More than a quarter of the 56 Chinese mainland companies that raised a combined $32 billion in Hong Kong in 2010, including the cellulose producer Sateri Holdings Ltd and manganese-mining company Citic Dameng Holdings Ltd, have lowered their expectations, saying they expected "significant" or "substantial" declines in revenue.

Sateri has fallen 66 percent since its December 2010 debut, and Citic Dameng has dropped 61 percent since listing in November that year. Both companies, headquartered in Hong Kong, get more than 70 percent of their revenue from the Chinese mainland, according to Bloomberg data.

The 56 companies have declined an average of 27 percent from their IPO prices, the data show, while the benchmark Hang Seng Index is down 3 percent from its 2010 average.

"There's a lack of confidence in some of the issuers," Renato de Guzman, chief executive officer of the Bank of Singapore, the wealth-management unit of Oversea-Chinese Banking Corp, said in an interview on March 30. "That fear creates a lot of undervalued shares."

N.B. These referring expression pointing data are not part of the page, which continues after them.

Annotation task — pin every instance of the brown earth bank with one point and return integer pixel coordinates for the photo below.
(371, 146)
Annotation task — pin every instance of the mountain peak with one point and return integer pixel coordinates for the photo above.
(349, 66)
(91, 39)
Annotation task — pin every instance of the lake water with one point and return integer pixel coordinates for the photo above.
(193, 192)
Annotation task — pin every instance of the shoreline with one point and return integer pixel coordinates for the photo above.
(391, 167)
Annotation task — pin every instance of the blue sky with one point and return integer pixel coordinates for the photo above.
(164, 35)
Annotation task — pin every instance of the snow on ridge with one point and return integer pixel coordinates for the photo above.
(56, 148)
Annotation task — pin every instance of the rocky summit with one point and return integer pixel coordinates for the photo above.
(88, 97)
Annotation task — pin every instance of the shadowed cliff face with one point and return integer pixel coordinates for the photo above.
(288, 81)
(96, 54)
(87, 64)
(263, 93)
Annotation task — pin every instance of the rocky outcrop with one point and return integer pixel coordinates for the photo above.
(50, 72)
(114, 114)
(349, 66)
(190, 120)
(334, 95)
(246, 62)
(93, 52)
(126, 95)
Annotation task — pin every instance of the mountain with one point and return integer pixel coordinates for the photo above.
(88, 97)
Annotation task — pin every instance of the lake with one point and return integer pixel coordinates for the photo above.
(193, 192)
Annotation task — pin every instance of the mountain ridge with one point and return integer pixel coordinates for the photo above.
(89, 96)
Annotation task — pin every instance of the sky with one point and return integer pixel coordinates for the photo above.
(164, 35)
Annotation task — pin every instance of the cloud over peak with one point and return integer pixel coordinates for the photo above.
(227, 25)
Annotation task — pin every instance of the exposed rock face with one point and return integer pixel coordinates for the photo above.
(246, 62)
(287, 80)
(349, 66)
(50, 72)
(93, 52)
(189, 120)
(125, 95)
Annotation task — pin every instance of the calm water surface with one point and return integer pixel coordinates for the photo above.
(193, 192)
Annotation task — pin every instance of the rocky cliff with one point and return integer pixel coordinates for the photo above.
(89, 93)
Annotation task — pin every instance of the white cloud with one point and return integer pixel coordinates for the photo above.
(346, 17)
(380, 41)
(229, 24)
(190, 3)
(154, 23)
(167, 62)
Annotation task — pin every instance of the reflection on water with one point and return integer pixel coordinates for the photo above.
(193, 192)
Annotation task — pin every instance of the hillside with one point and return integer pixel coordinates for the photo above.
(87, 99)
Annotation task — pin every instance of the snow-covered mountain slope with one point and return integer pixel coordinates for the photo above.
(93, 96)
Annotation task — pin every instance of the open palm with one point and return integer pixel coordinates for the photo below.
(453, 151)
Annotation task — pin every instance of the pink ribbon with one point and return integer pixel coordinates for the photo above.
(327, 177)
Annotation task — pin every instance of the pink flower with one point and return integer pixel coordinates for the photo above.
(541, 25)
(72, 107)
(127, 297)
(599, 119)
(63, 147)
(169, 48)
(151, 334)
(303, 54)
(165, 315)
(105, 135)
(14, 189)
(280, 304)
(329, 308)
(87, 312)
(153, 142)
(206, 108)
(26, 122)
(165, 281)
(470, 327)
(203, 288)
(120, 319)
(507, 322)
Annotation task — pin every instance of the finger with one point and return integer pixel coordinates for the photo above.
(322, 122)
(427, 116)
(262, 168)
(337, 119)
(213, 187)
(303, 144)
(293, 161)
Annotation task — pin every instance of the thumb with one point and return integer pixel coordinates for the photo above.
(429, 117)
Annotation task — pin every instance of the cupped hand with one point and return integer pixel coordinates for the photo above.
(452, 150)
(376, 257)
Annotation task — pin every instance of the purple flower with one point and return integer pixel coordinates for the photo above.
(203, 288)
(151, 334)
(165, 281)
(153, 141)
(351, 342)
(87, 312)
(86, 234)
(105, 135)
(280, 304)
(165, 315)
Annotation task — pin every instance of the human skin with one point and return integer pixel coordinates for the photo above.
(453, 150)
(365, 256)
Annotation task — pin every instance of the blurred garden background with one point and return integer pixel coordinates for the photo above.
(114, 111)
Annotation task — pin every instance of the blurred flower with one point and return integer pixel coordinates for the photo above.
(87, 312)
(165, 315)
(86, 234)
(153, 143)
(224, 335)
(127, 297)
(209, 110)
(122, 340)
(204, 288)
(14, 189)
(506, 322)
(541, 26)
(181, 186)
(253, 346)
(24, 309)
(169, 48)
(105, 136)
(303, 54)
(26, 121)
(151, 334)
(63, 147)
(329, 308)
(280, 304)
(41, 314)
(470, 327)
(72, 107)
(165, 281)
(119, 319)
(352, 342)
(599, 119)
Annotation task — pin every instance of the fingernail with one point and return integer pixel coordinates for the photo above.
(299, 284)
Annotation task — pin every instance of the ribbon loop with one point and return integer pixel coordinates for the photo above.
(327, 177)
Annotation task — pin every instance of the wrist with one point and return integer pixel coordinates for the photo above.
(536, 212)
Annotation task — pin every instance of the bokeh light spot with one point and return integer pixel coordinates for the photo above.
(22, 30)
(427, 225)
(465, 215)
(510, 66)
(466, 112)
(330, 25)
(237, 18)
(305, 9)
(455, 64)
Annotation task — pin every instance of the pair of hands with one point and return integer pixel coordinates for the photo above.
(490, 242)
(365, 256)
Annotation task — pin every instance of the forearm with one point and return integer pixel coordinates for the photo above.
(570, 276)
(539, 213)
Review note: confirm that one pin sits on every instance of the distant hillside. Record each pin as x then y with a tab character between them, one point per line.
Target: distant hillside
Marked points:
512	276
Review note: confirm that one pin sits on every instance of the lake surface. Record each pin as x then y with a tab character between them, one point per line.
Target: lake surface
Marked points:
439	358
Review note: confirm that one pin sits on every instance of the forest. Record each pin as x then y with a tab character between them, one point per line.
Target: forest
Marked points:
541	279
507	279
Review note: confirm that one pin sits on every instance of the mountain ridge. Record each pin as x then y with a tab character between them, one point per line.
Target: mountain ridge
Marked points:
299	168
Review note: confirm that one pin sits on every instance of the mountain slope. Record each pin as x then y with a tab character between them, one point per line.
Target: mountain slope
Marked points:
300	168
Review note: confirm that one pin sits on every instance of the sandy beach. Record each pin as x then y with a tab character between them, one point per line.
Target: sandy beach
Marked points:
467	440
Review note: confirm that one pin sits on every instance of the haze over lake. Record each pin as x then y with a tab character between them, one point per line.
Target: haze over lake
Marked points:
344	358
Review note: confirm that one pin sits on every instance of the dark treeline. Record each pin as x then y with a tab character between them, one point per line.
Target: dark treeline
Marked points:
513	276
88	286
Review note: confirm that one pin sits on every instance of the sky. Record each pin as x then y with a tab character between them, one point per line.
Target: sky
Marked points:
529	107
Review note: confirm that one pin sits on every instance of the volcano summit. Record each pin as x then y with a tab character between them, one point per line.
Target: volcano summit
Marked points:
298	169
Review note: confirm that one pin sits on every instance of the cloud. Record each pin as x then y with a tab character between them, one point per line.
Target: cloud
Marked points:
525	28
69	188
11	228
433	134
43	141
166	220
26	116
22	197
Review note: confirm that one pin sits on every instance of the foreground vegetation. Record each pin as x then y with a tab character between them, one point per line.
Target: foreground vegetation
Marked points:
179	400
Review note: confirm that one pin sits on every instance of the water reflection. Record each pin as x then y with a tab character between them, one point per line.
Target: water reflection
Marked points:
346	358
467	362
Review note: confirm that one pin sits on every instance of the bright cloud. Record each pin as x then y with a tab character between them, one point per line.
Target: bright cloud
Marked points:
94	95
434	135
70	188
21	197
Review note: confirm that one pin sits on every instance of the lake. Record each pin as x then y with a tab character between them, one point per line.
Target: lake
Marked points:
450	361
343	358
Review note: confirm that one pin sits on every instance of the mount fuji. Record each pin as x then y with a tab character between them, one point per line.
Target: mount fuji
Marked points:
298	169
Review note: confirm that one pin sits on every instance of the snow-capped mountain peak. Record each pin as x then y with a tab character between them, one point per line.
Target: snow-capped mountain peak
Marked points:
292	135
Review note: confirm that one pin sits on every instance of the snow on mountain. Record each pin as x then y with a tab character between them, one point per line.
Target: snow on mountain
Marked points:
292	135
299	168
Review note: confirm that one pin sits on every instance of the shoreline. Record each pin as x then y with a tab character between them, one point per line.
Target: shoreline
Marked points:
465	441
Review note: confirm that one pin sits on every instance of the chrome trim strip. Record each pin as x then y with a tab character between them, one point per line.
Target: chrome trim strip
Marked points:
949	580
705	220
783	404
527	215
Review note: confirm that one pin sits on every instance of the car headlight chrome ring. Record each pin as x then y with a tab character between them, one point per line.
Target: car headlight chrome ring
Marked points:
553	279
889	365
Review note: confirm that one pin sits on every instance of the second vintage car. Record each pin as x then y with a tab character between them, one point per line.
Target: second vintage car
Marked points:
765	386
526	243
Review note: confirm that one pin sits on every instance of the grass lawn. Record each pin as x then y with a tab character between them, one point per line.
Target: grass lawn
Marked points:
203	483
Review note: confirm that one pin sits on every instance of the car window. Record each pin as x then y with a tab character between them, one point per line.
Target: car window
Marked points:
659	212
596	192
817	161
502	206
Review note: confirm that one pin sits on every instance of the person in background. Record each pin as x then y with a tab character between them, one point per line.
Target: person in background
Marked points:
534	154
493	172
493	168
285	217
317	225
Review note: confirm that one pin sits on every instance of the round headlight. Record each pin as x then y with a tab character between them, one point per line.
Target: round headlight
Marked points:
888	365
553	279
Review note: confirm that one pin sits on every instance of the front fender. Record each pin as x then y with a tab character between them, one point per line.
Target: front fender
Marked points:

Stocks of Chinese mainland companies listed in New York have fared worse. The 40 companies that completed IPOs in 2010 are down an average 39 percent from their offer prices compared with a 22 percent gain for the S&P 500 Index from its 2010 average, the data show.

In Singapore, the third-biggest market for such listings after Hong Kong and New York, eight Chinese mainland companies that went public in 2010 have declined an average of 47 percent from their offer prices, the data show. That compares with a drop of 15 percent for the 23 non-Chinese mainland companies that had IPOs in 2010.

In March, Vipshop Holdings Ltd, the first Chinese mainland company to have an IPO in New York since August, raised 39 percent less than targeted. Shares of the Guangzhou-based online discount store are trading 9.2 percent lower than its offering price. The number of Chinese mainland companies completing IPOs in the US last year fell to 15 from 41 in 2010.

Chinese mainland enterprises that completed foreign IPOs in the early 2000s have done better. The 91 companies that sold shares overseas from 2001 through 2004 and are still trading have gained an average of 289 percent from their offer prices, according to data compiled by Bloomberg.

The disclosures of financial irregularities or auditor resignations last year by Chinese mainland businesses that went public in the US through reverse mergers resulted in "significant negative sentiment" toward companies based in the Chinese mainland, Paragon Capital's Pollack said.